Wednesday, November 10, 2010

How to Solve the Pension Crisis and Encourage Financial Discipline at the Same Time

Many states are experiencing serious problems trying to deal with deficits driven in part by huge pension obligations. Retired government workers have become a burden that is no longer serviceable.

What I suggest is a means tested pension system with debenture bonds subordinate to the other obligations of the state due when those obligations are met on a steady basis. It will be real money, just now now and not until the state's financial situation comes under control.

Here's how it would work:
All pensions would be capped at no more than $40,000 per year to be paid at once. This would be an indexed amount. The balance due would be issued as non interest bearing debentures. The debentures could be cashed out to a factoring agency like J D Wentworth if there were buyers. The debentures could be used to buy things and services from willing sellers. There could be a secondary market.

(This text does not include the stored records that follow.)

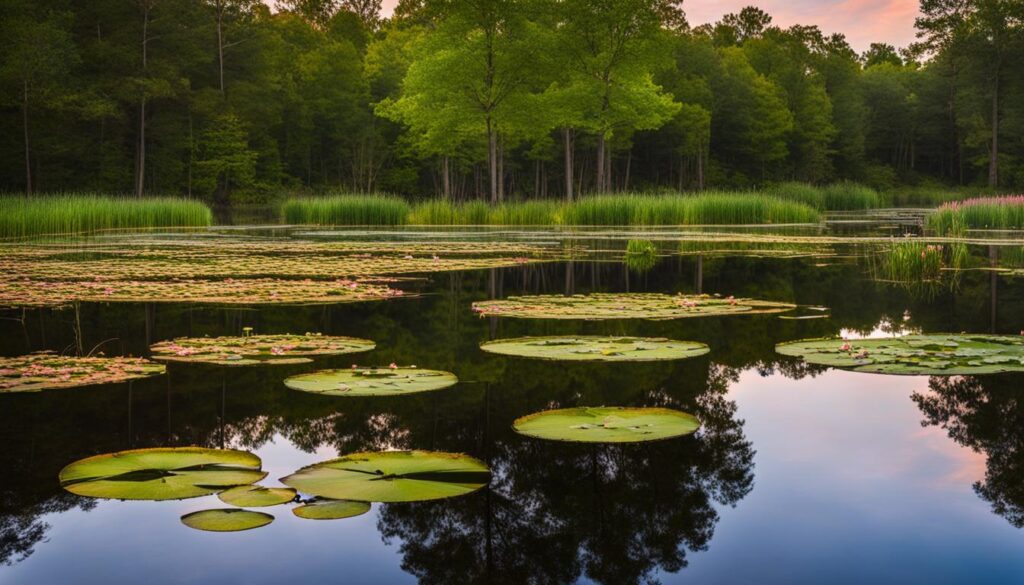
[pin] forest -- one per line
(232, 101)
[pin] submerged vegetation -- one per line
(84, 213)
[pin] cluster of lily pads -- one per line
(336, 489)
(46, 370)
(625, 305)
(915, 354)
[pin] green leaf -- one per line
(392, 476)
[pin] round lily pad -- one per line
(163, 473)
(940, 353)
(227, 519)
(606, 424)
(322, 509)
(392, 476)
(596, 348)
(625, 305)
(45, 370)
(372, 381)
(255, 349)
(256, 496)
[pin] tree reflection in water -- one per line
(986, 414)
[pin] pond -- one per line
(799, 472)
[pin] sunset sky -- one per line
(863, 22)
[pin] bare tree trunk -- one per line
(567, 135)
(28, 150)
(993, 154)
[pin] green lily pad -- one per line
(940, 353)
(596, 348)
(607, 424)
(227, 519)
(256, 496)
(625, 305)
(322, 509)
(392, 476)
(45, 370)
(163, 473)
(255, 349)
(372, 381)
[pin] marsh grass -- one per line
(956, 217)
(845, 196)
(80, 213)
(346, 210)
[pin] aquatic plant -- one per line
(82, 213)
(625, 305)
(255, 349)
(326, 509)
(46, 370)
(346, 209)
(256, 496)
(606, 424)
(384, 381)
(953, 218)
(596, 348)
(392, 476)
(162, 473)
(227, 519)
(938, 353)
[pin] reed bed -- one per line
(625, 209)
(845, 196)
(346, 210)
(955, 217)
(80, 213)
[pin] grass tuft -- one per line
(81, 213)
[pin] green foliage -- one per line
(78, 213)
(346, 210)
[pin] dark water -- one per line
(800, 474)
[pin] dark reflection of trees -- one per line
(555, 512)
(986, 414)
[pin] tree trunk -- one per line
(28, 150)
(567, 135)
(993, 154)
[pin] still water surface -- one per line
(799, 474)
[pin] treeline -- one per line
(229, 101)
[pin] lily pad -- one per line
(625, 305)
(940, 353)
(227, 519)
(607, 424)
(256, 349)
(596, 348)
(45, 370)
(162, 473)
(322, 509)
(256, 496)
(372, 381)
(392, 476)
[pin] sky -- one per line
(863, 22)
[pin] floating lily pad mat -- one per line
(392, 476)
(625, 305)
(256, 496)
(331, 509)
(162, 473)
(254, 349)
(228, 519)
(371, 381)
(607, 424)
(595, 347)
(45, 370)
(915, 354)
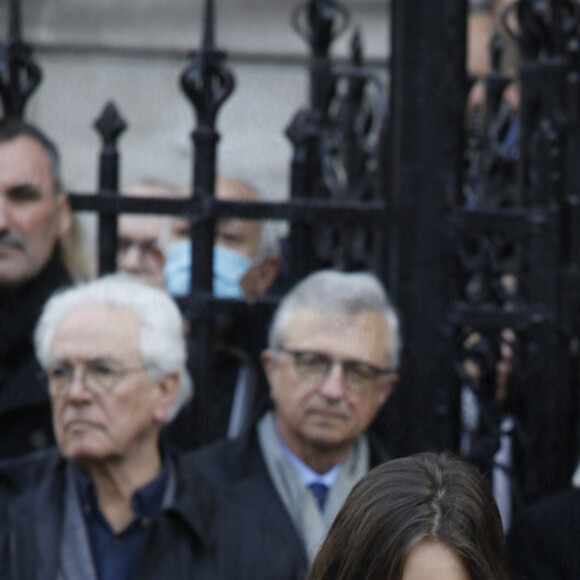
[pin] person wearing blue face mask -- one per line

Once the day came that the state became solvent again, the bearer bonds, the subordinated debentures could be presented for a cash payout.


This would have the net effect of balancing the budget quickly and it would create additional pressure to balance the state budgets.

All in all a good thing. Of course it will never work. It makes too much sense.

1 comment:

Anonymous said...

the unions along with their their pension systems should be tossed into the Gehenna , It is Their 'system' that puts states in debt.